Jason Kabia

Personal information
- Full name: Jason Thomas Kabia
- Date of birth: 26 May 1969 (age 57)
- Place of birth: Sutton-in-Ashfield, England
- Position: Striker

Senior career*
- Years: Team / Apps / (Gls)
- Oakham United
- 1991–1993: Lincoln City / 28 / (4)
- 1992: → Doncaster Rovers (loan) / 5 / (0)
- 1993–1995: Valletta
- 1995–1997: Gainsborough Trinity
- 1997–1998: Cork City /  / (7)
- 1998–1999: Waterford United /  / (1)
- 1999–2000: Galway United
- 2000–2001: Kilkenny City
- 2001–2002: Cobh Ramblers

= Jason Kabia =

English footballer

Jason Thomas Kabia (born 26 May 1969) is an English former professional footballer who played as a striker.

==Career==
Born in Sutton-in-Ashfield, Kabia played non-league football with Oakham United, before spending two seasons in the Football League with Lincoln City, making a total of 28 league appearances.

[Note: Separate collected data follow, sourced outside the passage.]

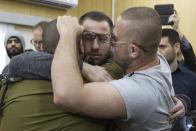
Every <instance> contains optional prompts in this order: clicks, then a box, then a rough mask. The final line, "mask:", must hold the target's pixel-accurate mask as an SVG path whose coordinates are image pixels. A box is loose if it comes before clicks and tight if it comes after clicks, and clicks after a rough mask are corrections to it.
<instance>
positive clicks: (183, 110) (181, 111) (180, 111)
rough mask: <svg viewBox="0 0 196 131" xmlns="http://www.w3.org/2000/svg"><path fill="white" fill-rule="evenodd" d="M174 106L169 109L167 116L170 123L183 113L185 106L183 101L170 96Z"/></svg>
mask: <svg viewBox="0 0 196 131" xmlns="http://www.w3.org/2000/svg"><path fill="white" fill-rule="evenodd" d="M172 99H173V101H174V103H175V106H174V107H173V108H172V109H171V110H170V111H169V113H170V114H171V115H170V116H169V117H168V120H169V121H170V123H173V122H174V121H175V120H176V119H177V118H179V117H181V116H184V115H185V107H184V105H183V103H182V102H181V101H180V100H179V99H178V98H176V97H174V96H172Z"/></svg>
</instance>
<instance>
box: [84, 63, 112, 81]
mask: <svg viewBox="0 0 196 131" xmlns="http://www.w3.org/2000/svg"><path fill="white" fill-rule="evenodd" d="M82 74H83V76H84V77H85V78H86V79H87V80H89V81H90V82H104V81H110V80H112V79H113V78H112V76H111V75H110V74H109V73H108V72H107V71H106V70H105V68H104V67H100V66H93V65H90V64H87V63H85V62H84V63H83V70H82Z"/></svg>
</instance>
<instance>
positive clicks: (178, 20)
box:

While at Lincoln, Kabia also spent a loan spell at Doncaster Rovers, making five league appearances. Kabia later played in Malta for Valletta, in English non-league football for Gainsborough Trinity, and in the Republic of Ireland for a number of clubs including Cork City, Galway United, Waterford United, Kilkenny City. In July 2001 he moved to Cobh Ramblers.

==Personal life==
He is the father of Jaze Kabia, who is also a professional footballer.